India has an estimated 1.5 to 4.0 million waste pickers’ workforce that performs waste collection, sorting and recycling manually. Public health experts and waste management specialists have raised caution about the higher risk of sanitation workers and waste pickers from handling unmarked medical waste emerging from homes where COVID-19 patients are quarantined. As per the Solid Waste Management Rules, 2016, the waste generators are supposed to segregate the waste at source and then hand it over to the authorised waste pickers or collectors. Adherence to these basic rules of waste segregation is still low in our country and a high number of violations have been witnessed recently.


  • In Bhiwandi (Thane), a man was caught putting over 1 lakh used face masks out to dry so that he could resell them in the market, The Times of India reported on March 12, 2020.

  • In Pune, face masks dumped by users in household garbage were being collected by waste pickers, The Indian Express reported on March 23, 2020.
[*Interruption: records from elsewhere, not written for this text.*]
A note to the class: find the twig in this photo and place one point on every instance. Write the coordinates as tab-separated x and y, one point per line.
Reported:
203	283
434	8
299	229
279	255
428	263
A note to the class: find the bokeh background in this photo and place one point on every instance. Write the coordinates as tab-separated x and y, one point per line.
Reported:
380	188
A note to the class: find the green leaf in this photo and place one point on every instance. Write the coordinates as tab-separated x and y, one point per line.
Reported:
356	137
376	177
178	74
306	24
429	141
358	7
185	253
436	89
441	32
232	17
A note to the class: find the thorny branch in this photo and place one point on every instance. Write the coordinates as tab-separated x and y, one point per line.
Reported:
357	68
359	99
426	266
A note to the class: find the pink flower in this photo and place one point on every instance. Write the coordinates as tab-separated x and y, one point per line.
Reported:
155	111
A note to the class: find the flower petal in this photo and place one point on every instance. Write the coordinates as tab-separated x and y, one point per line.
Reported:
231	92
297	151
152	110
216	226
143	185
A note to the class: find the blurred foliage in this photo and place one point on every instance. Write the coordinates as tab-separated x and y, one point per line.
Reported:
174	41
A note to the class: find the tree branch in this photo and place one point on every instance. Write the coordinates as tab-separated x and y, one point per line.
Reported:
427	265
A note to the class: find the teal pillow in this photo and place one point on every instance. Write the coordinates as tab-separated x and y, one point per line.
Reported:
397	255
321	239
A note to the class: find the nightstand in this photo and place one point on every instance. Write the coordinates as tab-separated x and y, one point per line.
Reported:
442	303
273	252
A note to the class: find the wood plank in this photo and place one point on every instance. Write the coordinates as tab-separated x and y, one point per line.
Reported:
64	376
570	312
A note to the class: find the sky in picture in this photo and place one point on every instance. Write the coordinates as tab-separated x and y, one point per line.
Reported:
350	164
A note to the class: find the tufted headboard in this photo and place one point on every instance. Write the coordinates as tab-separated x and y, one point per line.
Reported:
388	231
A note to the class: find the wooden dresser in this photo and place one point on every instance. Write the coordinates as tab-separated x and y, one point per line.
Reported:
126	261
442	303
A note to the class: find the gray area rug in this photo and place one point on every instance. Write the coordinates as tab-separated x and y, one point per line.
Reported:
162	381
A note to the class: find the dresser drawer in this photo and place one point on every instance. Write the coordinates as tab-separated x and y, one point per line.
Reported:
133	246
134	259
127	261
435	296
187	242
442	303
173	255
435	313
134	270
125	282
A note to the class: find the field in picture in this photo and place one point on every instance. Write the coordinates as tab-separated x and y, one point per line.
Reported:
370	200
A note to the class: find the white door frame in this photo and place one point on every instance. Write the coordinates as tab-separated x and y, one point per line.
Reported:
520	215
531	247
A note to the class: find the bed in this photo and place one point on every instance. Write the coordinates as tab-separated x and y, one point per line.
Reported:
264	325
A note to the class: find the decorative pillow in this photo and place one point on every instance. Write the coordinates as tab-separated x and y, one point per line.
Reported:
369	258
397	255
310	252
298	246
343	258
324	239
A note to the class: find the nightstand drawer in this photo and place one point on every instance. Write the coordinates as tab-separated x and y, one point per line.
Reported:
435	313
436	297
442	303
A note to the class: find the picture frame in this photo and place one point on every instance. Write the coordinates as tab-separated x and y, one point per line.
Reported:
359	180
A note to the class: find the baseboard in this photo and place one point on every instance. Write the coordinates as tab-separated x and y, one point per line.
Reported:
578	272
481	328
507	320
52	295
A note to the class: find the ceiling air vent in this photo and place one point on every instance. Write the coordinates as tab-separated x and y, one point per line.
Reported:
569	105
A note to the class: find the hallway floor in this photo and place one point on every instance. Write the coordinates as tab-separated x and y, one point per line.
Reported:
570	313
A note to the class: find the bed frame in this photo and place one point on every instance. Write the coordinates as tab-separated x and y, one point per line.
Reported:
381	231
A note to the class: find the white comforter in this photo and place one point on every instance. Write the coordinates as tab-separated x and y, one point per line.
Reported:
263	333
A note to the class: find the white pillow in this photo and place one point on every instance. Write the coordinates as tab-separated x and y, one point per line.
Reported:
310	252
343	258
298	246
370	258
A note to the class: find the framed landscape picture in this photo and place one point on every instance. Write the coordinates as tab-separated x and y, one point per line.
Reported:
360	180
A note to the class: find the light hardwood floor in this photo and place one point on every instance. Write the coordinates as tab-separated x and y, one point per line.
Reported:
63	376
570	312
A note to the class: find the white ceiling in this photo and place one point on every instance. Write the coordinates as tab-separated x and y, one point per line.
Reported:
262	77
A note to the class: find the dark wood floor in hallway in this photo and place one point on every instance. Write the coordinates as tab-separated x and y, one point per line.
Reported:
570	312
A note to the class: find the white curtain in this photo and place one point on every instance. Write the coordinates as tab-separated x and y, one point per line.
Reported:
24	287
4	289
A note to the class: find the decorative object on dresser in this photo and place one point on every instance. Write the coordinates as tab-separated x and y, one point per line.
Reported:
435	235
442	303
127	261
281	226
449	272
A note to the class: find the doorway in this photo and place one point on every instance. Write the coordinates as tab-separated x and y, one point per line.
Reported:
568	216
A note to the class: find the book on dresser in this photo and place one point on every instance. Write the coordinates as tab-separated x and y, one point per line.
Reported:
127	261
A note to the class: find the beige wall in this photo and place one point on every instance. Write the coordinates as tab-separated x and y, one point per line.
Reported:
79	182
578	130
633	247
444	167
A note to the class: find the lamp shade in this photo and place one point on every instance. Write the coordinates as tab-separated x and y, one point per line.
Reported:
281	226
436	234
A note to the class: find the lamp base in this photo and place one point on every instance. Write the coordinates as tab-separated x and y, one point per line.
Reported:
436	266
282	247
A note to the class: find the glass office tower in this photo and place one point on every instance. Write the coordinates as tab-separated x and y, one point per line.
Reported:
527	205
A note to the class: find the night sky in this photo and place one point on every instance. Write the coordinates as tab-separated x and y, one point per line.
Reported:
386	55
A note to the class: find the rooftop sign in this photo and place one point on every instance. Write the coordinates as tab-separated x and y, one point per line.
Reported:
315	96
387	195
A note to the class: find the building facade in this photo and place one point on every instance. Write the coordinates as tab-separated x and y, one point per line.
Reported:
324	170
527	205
  • In Chennai, sanitation workers described their anxiety about handling domestic waste mixed with used face masks discarded by households, The New Indian Express reported on March 24, 2020.

  • In Sharan Vihar (Delhi), a pile of discarded face masks, tunics, gowns, caps, gloves, empty tablet packets and syringes were found lying in the open, The Indian Express reported on April 1, 2020.


The carelessly discarded masks, gloves and tissues could be potential sources for the spread of this highly contagious virus, they said. Equally important is the proper disposal of Personal Protective Equipment (PPE), including protective suits, gloves, masks, and other waste from hospitals, medical facilities or clinics through appropriate CBMWTFs. The concern that this creates for sanitation workers and informal sector waste collectors cannot be neglected.


“Used masks, tissue paper, cotton, medicine left-overs or any other material disposed of by quarantined persons can be highly infectious , and unless collected separately and incinerated; there is a high risk of the infection to spread through this waste,” said Dr U. K. Chattopadhyay, director of All India Institute of Hygiene & Public Health in Kolkata


Inadequate and inappropriate handling of biomedical waste may have serious public health consequences and a significant impact on the environment. Appropriate management of these waste is thus a vital element of environmental health protection. Moreover, we have seen a surge in sales and usage of masks, sanitiser, and other safety essential. But this growing demand was never guided by rules of appropriate disposal mechanism. Most often the contaminated waste was thrown or disposed in common grounds which poses a greater threat to the public and sanitation workers. Thus, there is an urgent need for public to be sensitised about segregated and protected disposal of household waste.


“Sanitation workers are highly at risk, like the medical professionals, police and community health workers who deal with COVID-19 patients. Doctors, nurses and other health workers know about the precautions to be taken but sanitation workers do not and that makes them vulnerable.” said Dr S. S. Darokar, Associate Professor at Centre for Study of Social Exclusion and Inclusive Policies in TISS Mumbai.


Improved public awareness of the problem is vital in encouraging community participation in generating and implementing policies and programmes. Management of biomedical waste should thus be put into a systematic, multifaceted framework, and should become an integral feature of healthcare services. This is urgently required in light of the nation’s increased testing strategy and the requirement that made face masks mandatory in public places. There is an urgent need to strengthen the capacity of waste management system across the local bodies and establish an appropriate review mechanism to ensure proper functioning of waste treatment facilities. It is also critical to ensure a collaboration between healthcare facilities, civil society organisations and others engaged in waste management to come forward for safe disposal of biomedical waste in this pandemic.